Si les deux phases précédentes ont duré longtemps, la troisième phase pourrait être plus courte. Elle se caractérise par le « deuxième type d’abus » qui établit le narcissique. À ce stade, vous ressentez le besoin d’équilibre. Vous aimeriez lui faire comprendre que ce que vous vivez est insupportable. Vous proposez des alternatives, vous tentez de négocier, d’établir un accord avec lui. Vous décidez de poser vos conditions et de lui demander de changer. Mais il ne peut pas vous écouter, car il est dans le déni de ce qui se passe et il déteste vos demandes de négociation et surtout vos plaintes.
Quand vous essayez de « négocier », le narcissique passe au « deuxième type d’abus » qui est un rejet total. Délibérément, il abuse de vous psychologiquement, sexuellement et financièrement. Il est de plus en plus absent et refuse de communiquer. Dans cette phase de négociation, il souhaite vous éliminer de sa vie. Si dans la deuxième phase sa violence était inconsciente, dans cette phase, elle devient consciente, même s’il ignore encore ce qui la génère.
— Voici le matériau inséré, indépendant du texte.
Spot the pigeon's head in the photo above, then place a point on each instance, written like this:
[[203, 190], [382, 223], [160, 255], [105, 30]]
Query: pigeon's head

Le deuxième type d’abus se caractérise par une augmentation de ses attitudes d’enfant gâté et de sa dominance. Il exprime de manière ostentatoire sa déception et sa désapprobation face à votre refus d’accepter ou de vous adapter à son « test délirant » et fait des commentaires négatifs et pessimistes à votre sujet. Le cercle de punitions s’intensifie et il devient cyniquement gênant et irritant. Il projette sur vous de plus en plus sa rage contre sa « mauvaise mère », tout en restant calme. Il projette sur vous sa propre stupidité, ses faiblesses, ses peurs, dévaluations, envies et besoins de compétition… Il devient totalement absent et contrôle la relation en invalidant vos émotions et en évitant toute communication significative avec vous. Il vous fait porter sa rage pendant qu’il reste calme, froid, distant…
S’il est narcissique cérébral ou occulte, il vous néglige indéniablement et ne vous donne aucune attention. Il se dissocie quand vous essayez de négocier. Il ne vous accorde aucun crédit pour votre présence dans sa vie, ou pour votre constance dans la relation. Il est indifférent à votre amour et à votre solidarité. Il vous rejette constamment, il ne vous remarque pas, il ne vous regarde pas, il ne vous écoute pas, il ne s’intéresse pas à ce que vous vivez à ses côtés, il ne se livre pas, ni ne s’abandonne à vous… Si vous maintenez sa qualité de vie par votre travail, il ne reconnaît ni vos efforts, ni vos attentions. Il ne se rend pas compte non plus de votre fatigue car il n’a aucune empathie. Il vous ignore complètement. Il ne voit pas que la dynamique du couple est très déséquilibrée. Il ne voit pas que vous lui donnez beaucoup plus qu’il ne le fait, que vous vous impliquez beaucoup plus que lui, surtout si vous avez des enfants. Il vous punit par la dissociation, le silence, l’indifférence glaciale, des attitudes méprisantes, le refus de communication et de sexe. Il vous traite avec dédain et vous laisse dans l’isolement le plus total, sans aucune pitié ! Il se retire dans ses activités, son travail ou devant l’écran de son ordinateur pour s’amuser ou rêver. Il part et vous laisse seule à la maison. Vous ressentez clairement qu’il n’y a aucune intimité ni complicité possible avec lui, parce qu’il est attaché par un fil invisible, au fantasme de sa mère.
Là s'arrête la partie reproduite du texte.